(1)中銀が週次で発表しているエコノミストへの調査に基づく経済成長予測に関し、4月25日の発表では、本年の経済成長見通しは1.65%と前週より若干上方修正、明年の経済成長見通しは2.00%と前週から据置きとなっている。
(2)IMFは本年4月の世界経済見通し(WEO)において、本年のブラジルの経済成長率を1.8%。明年の成長率を2.7%と見込んでいると発表した。
(1)4月1日、ブラジル議会下院は、企業の海外利益に関する税制の改正案を可決し、外国における子会社等の収益に対する課税に関し、8年間支払繰延を認めるとともに外国当局に支払った税金と外国子会社からブラジル本国への配当は控除できることとした。
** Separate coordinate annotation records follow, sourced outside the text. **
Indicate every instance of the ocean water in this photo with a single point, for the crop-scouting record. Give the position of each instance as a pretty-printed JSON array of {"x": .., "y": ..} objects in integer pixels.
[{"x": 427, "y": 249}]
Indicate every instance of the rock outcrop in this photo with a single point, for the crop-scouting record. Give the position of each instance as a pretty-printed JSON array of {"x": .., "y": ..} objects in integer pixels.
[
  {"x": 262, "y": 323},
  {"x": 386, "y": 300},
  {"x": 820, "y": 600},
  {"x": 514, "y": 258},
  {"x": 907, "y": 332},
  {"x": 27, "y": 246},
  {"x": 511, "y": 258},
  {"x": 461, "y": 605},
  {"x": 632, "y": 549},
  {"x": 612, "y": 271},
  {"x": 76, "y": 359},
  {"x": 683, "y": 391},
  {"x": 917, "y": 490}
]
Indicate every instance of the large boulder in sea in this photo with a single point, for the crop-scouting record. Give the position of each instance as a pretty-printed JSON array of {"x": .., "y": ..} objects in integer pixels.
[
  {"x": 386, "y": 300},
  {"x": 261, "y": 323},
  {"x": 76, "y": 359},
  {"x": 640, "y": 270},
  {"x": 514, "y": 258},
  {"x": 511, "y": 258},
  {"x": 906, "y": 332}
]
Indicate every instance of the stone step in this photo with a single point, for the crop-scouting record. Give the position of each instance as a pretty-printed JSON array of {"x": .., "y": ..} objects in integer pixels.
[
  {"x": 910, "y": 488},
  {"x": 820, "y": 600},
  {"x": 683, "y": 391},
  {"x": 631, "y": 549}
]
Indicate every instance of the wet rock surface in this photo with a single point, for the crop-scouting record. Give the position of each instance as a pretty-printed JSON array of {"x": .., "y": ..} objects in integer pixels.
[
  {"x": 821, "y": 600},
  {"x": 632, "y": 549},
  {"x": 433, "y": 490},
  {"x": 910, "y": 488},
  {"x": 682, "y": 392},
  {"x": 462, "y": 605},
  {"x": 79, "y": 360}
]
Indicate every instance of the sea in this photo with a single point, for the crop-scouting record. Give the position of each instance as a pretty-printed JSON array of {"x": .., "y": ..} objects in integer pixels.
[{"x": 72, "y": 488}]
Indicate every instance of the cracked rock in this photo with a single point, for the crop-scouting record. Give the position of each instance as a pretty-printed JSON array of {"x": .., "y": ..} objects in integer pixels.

今後上院での審議・承認、大統領の署名を経て改正法が発行する見通し。
(2)4月14日、マンテガ財務大臣は、IMFが世界経済見通しにおいて、ブラジルの経済成長見通しを下方修正したことについて、「投資家がリスク回避的であった1月、2月のデータにとらわれ過ぎており、悲観的なバイアスを持った見方をしている」と批判した。
(3)4月15日、マンテガ財務大臣は、来年の経済成長率について政府見通しが3%と市場予想を大きく上回っていることに関し、来年経済の勢いが加速することは十分あり得ることで、その場合財政黒字目標を引き上げることもありうると発言した。
(4)4月29日、マンテガ財務大臣は、明年のブラジルの経済成長率は2.3%との見通しを示すとともに、インフレ率もトウモロコシの収穫が順調なことなどを挙げ5月~6月は最低水準になるとの見通しを示した。
(5)4月30日、ルセーフ大統領は、テレビ演説を行い、低、中所得層の生活向上に必要な見直しはどんなものであれ継続すると述べ、「ボルサ・ファミリア」で受給者3600万人を貧困ラインを上回る水準の所得に維持するため現金給付額を10%引き上げる等の政策を発表した。
(1)4月2日、伯中銀の通貨政策委員会(Copom)は、政策金利(Selic)を0.25%引き上げ、11.00%とすることを発表。
(2)4月10日、トンビーニ伯中銀総裁は、現在の食料品価格の高騰が一時的なものとみなせれば、現在継続中の利上げサイクルを停止することもありうると述べた。
(3)4月16日、ハミルトン伯中銀経済政策担当副総裁は、伯中銀の金融政策は十分に奏功しており、最近のSelicの引上げの効果は正常な軌道をたどって物価に浸透しつつあり、今後明らかになってくる旨述べた。
(ア)4月のドル・レアル為替相場は月のはじめ、中銀のデータが資金の海外流出を示すものだったことや、2日にSelicが引き上げられたもののCopomの声明が引き上げの終了の可能性を示唆するものであったこと等から、3日に1ドル=2.2811レアル(売値)の月内レアル最安値をつけた。しかしその後、発表された3月の物価が予想よりも高く、金利上昇を見込んだレアル買いが強まったこともあり、一時1ドル=2.2レアルを超えるレアル高となった。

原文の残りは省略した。